Jean fragte mich am nächsten Tag, ob ich meine Jakobsmuschel gegen die ihre eintauschen möchte. Es fiel mir zwar nicht leicht, doch gab ich ihr meine Muschel, die ich über 900 Kilometer durch Nordspanien getragen hatte. Im Pilgerbüro half Jean mir, einen Flug über Madrid nach Frankfurt zu buchen. Kurz vor zwölf stiegen wir die Treppe zur Kathedrale herauf. Es war erneut ein erhabenes Gefühl, dieses heilige Bauwerk zu betreten. In einem Seitentrakt setzten wir uns in eine Bank und beteten. Die Schwester sang voller Anmut, mit ihrer himmlischen Stimme, vom Camino.
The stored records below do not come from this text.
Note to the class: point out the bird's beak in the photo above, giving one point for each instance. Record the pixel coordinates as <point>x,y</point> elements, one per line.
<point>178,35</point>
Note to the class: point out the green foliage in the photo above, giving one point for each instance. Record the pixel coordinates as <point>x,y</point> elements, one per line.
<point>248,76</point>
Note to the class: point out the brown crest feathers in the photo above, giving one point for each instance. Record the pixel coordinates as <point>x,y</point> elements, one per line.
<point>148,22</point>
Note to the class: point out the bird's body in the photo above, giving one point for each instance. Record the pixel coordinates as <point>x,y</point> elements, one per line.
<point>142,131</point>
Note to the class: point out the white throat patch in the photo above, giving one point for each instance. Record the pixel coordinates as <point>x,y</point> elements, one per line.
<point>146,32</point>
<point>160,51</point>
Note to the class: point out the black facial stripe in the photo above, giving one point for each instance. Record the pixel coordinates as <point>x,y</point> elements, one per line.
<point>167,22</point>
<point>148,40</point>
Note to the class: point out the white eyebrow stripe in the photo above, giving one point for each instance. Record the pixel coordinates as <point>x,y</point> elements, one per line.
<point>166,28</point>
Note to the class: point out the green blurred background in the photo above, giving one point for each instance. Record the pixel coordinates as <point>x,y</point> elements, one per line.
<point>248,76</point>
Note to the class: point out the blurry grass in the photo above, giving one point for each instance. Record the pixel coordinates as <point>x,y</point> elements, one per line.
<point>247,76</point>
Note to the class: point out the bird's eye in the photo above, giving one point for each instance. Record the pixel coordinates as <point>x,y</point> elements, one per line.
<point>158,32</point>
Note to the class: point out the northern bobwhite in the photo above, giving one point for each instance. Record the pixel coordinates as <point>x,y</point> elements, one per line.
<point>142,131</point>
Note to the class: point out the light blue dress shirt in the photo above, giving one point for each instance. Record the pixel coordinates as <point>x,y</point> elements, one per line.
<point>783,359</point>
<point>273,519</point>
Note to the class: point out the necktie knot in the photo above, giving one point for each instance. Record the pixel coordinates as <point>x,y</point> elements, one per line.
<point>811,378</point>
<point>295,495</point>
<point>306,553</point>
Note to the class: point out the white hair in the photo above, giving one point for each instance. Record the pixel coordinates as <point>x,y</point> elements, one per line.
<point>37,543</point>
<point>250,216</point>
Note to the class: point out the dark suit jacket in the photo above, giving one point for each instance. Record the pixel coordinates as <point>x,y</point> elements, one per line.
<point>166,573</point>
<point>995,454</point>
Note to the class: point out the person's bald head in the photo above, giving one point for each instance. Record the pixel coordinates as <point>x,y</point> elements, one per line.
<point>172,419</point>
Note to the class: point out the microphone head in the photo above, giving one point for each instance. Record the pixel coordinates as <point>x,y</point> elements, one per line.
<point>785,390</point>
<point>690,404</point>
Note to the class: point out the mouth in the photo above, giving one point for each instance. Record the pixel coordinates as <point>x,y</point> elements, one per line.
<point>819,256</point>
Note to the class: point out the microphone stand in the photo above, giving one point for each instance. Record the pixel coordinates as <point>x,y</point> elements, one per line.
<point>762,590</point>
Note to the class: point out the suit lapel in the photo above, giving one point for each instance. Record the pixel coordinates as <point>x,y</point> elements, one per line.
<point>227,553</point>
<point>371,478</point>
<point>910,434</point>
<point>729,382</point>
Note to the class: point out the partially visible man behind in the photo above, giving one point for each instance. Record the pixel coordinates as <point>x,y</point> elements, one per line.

Anschließend holten wir Jeans Rucksack und gingen zum Taxistand. Ich hatte das Gefühl, dass mein Herz zerspringen würde. Wir heulten. »Buen camino, Mano«, brachte Jean hervor. »Buen camino, Jean.« Sie stieg ins Taxi. Alles lief ab wie in Zeitlupe. Der Wagen fuhr ab. Jean winkte mir, ich winkte zurück, dann war ihr Gesicht verschwunden.
Leere, nichts als Leere war in mir, als ich langsam durch Santiago wandelte. Ich nahm nichts mehr wahr, kam mir orientierungslos vor und wusste nicht, wo ich hingehen oder was ich machen sollte. Irgendwann fand ich mich in einer kleinen Bar wieder, bestellte Rotwein und trank. Im Fernsehen wurde eine Dokumentation über Schlangen gezeigt. Ich mochte Schlangen nicht, fühlte, dass mein Magen etwas Festes brauchte, ließ mir Tortilla und Brot bringen, trank mehr Wein, schaute auf den Bildschirm und dachte an meinen irischen Engel. Leute kamen in die Bar, redeten und rauchten Zigaretten. Ich zahlte und ging. Ging durch Santiago de Compostela. Ging durch die Stadt, die mein Pilgerziel gewesen war. Und nun? Was soll ich machen? Wie geht mein Leben weiter? Ich habe eine Frau gefunden, für die ich ehrliche, aufrichtige Gefühle habe.
Ich ging zurück auf mein Zimmer, legte mich ins Bett und schlief bald ein.